M. J. – Avec la réglementation, nous allons avoir un encadrement strict de certaines allégations. Toutes les entreprises seront concernées. Pour affirmer qu’un produit est plus responsable, il va falloir apporter des éléments de preuve. Un projet de directive sur la protection des consommateurs est en négociation au Parlement européen. Il devrait exiger la vérification de chaque allégation par un organisme tiers, notamment sur la neutralité carbone. Ce qui est mis en avant dans la loi Climat et résilience en France. Depuis janvier 2023, il est interdit aux annonceurs d’affirmer qu’un produit ou service est « neutre en carbone » sans présenter un bilan des émissions de gaz à effet de serre sur l’ensemble du cycle de vie, la trajectoire de réduction prévue des émissions, ainsi que les modalités de compensation des émissions résiduelles.

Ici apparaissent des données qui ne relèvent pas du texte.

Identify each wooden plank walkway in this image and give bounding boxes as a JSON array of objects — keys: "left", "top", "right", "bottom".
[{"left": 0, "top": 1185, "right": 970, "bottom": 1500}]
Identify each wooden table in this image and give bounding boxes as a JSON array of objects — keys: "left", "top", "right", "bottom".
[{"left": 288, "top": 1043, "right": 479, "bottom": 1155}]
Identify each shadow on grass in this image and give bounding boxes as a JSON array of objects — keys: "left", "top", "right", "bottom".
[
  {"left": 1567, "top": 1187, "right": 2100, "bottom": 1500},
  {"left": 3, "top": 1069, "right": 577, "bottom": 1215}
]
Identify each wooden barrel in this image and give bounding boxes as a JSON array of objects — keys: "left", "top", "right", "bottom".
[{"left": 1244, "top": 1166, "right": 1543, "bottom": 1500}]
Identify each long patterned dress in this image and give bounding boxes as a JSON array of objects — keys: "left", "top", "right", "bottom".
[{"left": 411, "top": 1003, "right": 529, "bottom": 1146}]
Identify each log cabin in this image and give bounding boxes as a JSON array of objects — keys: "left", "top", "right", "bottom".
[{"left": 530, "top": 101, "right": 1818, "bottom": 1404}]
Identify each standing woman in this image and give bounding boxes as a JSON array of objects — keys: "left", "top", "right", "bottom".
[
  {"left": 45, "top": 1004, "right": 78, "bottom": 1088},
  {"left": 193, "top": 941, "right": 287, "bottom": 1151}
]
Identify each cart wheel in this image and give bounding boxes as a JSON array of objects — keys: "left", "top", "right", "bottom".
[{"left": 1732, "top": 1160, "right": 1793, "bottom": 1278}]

Cette décision européenne, si elle est adoptée, est totalement nouvelle. D’ici deux ans, elle pourrait être appliquée dans le droit français. Le signal envoyé est fort : il y aura un contrôle strict des allégations avant diffusion. Aujourd’hui, le contrôle est réalisé en amont uniquement pour les spots TV et de façon optionnelle pour tous les autres supports.
Quelles sont alors les clés pour une communication responsable aboutie ?
M. J. – La principale clé, c’est d’avoir une bonne stratégie de responsabilité, notamment de décarbonisation. Comment allez-vous réduire significativement vos émissions ? En quoi votre trajectoire est-elle compatible avec l’accord de Paris ? Pour valoriser votre action, vous avez besoin d’équipes qui comprennent les enjeux climatiques, déjà, qui comprennent ce qu’est un scope 1, 2, 3 ou encore le SBTI [ndlr : l’initiative Science Based Targets est une démarche collective visant à réduire l’empreinte carbone]. Des équipes qui connaissent les cadres réglementaires et déontologiques, et qui ont une véritable culture sur le greenwashing, et capables de faire des propositions pertinentes.
Évidemment, la publicité est faite pour vendre et il est compliqué de vendre une stratégie de décarbonisation. Mais vous avez de bons exemples de publicités où les entreprises expliquent de quelle manière elles sont engagées. C’est vraiment une posture d’humilité par rapport aux enjeux.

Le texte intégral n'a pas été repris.